Salvaje y arisca, esta especie tiene fama de ser la más difícil de abatir por su rápido y errático vuelo

Un ejemplar de becacina

Perico Saurio

Si la becada es la chocha perdiz, bien podría la becacina ser considerada la chocha codorniz, aunque en realidad poco tengan que ver sendas limícolas con las gallináceas. En el caso de las más pequeñas, aparte de su tamaño y colorido, de tonos franciscanos, decía Castroviejo, en poco más coinciden. Quizás también en que ambas son migratorias, aunque viajan en direcciones opuestas; y mientras una llega de África en verano , el grueso de agachonas que nos visita lo hace en invierno procedentes del norte de Europa . Y si bien es verdad que las primeras en llegar pueden coincidir en tiempo y lugar con las últimas codornices, este es el único solapamiento peninsular de ambas poblaciones, quitando, claro, los pocos ejemplares que crían aquí y que se han hecho sedentarios.

La pequeña becacina parece la maqueta de una sorda, con el pico y las patas proporcionalmente más largos, de costumbres más gregarias, de entornos más «líquidos» y más diurna. Ave fina y elegante , nos ofrece en su parada nupcial su más airoso vuelo, en el que el macho asciende batiendo eléctricamente las alas para dejarse caer desplegando la cola y tensando sus largas plumas rectrices que hace vibrar emitiendo un trémulo balido, lo que le ha valido ser conocida como «la cabrita del cielo». No puede tratarse el tema de las becacinas en nuestro país sin hacer referencia al maestro Eduardo Aranzadi, becacinero de pro , que dio a conocer la especie al cazador ibérico y que dedicó su vida a cazar y estudiar la picolarga. Cualquiera de los muchos artículos que nos dejó enganchará sin remedio al cazador sensible, incluso al amante de la literatura.

Carácter migratorio

Pero bien sabía Eduardo que la caza de la becacina no es para todo el mundo, a pesar de reunir todos los condicionantes exigibles a la caza auténtica: ser un ave salvaje y arisca que tiene fama de ser la más difícil de abatir por su rápido y errático vuelo y que se mueve en un terreno duro e ingrato, a lo que se une su carácter migratorio , lo que aporta siempre un plus de incertidumbre y misterio. El caso es que, a pesar de eso, la caza de la aguaneta es algo muy restringido cuando no anecdótico, y me pregunto yo, igual que con el huevo y la gallina, si esa marginalidad de su caza es debida a la falta de interés del cazador o a las trabas legales que rodean su práctica. Meditando este asunto, se concluye sin mucho esfuerzo que la imposible masificación de una caza solitaria y exquisita por definición nos ha llevado a los «becacinomaniacos», como nos denominaba Julián Settier , al ostracismo administrativo que sufre cualquier minoría que se precie, lo que provoca a su vez que cada día seamos menos; es decir, que antes que una cuestión de gallinas y huevos es más cosa de pescadillas que se muerden la cola.

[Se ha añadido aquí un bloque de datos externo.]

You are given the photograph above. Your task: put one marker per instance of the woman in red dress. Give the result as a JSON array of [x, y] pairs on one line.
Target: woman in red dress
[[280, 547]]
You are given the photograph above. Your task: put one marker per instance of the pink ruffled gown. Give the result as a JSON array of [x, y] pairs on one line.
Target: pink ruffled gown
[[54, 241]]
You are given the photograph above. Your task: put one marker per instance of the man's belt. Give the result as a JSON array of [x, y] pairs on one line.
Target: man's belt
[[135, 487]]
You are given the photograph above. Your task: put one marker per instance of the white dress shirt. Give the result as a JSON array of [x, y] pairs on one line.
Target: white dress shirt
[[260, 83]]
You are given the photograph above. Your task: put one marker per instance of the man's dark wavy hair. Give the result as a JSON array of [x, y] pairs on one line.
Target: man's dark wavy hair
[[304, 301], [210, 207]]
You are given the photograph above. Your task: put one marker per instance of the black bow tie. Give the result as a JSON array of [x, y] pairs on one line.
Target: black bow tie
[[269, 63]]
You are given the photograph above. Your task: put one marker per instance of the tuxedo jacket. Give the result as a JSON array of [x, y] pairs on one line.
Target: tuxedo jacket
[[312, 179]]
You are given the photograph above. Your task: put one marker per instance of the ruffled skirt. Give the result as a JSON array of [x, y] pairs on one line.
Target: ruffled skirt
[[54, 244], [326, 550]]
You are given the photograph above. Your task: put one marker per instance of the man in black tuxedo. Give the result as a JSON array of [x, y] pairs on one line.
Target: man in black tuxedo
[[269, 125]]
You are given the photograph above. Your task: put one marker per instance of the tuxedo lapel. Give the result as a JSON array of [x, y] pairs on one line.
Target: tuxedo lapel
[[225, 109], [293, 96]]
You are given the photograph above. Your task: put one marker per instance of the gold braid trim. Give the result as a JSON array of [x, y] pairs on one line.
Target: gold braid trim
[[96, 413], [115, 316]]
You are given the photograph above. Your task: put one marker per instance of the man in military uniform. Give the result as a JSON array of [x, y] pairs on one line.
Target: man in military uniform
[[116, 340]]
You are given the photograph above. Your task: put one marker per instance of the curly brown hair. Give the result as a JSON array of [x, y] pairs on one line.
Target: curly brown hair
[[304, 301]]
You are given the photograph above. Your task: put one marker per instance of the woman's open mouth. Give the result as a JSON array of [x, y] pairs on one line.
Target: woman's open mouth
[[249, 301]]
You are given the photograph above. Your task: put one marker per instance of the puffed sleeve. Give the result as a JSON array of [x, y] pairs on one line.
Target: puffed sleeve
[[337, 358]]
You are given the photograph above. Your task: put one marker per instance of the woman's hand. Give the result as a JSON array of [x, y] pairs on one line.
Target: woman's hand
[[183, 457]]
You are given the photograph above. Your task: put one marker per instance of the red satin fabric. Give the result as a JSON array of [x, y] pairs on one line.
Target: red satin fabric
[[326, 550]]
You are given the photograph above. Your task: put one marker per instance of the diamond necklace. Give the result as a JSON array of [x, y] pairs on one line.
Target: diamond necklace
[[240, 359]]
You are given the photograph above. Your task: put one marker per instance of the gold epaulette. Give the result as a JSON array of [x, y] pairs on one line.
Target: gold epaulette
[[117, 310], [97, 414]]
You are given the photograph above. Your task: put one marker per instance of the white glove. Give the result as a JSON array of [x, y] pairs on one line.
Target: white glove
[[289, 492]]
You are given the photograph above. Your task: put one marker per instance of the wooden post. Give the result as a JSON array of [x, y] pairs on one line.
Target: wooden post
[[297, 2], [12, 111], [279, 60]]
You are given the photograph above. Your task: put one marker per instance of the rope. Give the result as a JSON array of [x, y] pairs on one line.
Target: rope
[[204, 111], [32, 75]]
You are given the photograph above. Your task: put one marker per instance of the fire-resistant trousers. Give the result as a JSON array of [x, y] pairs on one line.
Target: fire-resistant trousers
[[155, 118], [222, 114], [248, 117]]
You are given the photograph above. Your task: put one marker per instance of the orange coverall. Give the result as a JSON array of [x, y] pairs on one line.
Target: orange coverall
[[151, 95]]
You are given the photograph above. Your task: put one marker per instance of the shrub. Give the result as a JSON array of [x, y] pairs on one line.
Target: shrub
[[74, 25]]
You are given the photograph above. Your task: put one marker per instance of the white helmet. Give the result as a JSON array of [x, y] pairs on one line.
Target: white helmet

Y qué decir en términos gastronómicos. La fina exquisitez de sus carnes , «becacines en salsa, muy encebollados, muy emperejilados y muy pimentados», confesaba preferirlos Álvaro Cunqueiro, otro ilustre becacinero, es sin duda otro aliciente para embarrarse y pasar frío por disfrutar de tan delicado manjar que, aunque respetando el buen gusto del insigne gallego, lo cierto es que basta con asarlas sangrantes a la plancha, según tuve la oportunidad de probarlas hace poco en las islas Hébridas junto a Lucas Urquijo y su hijo Juan, para deleitarse con sus sutiles reminiscencias al légamo en el que vive; si es con una tosta de pan que le haga de cama, mejor que mejor.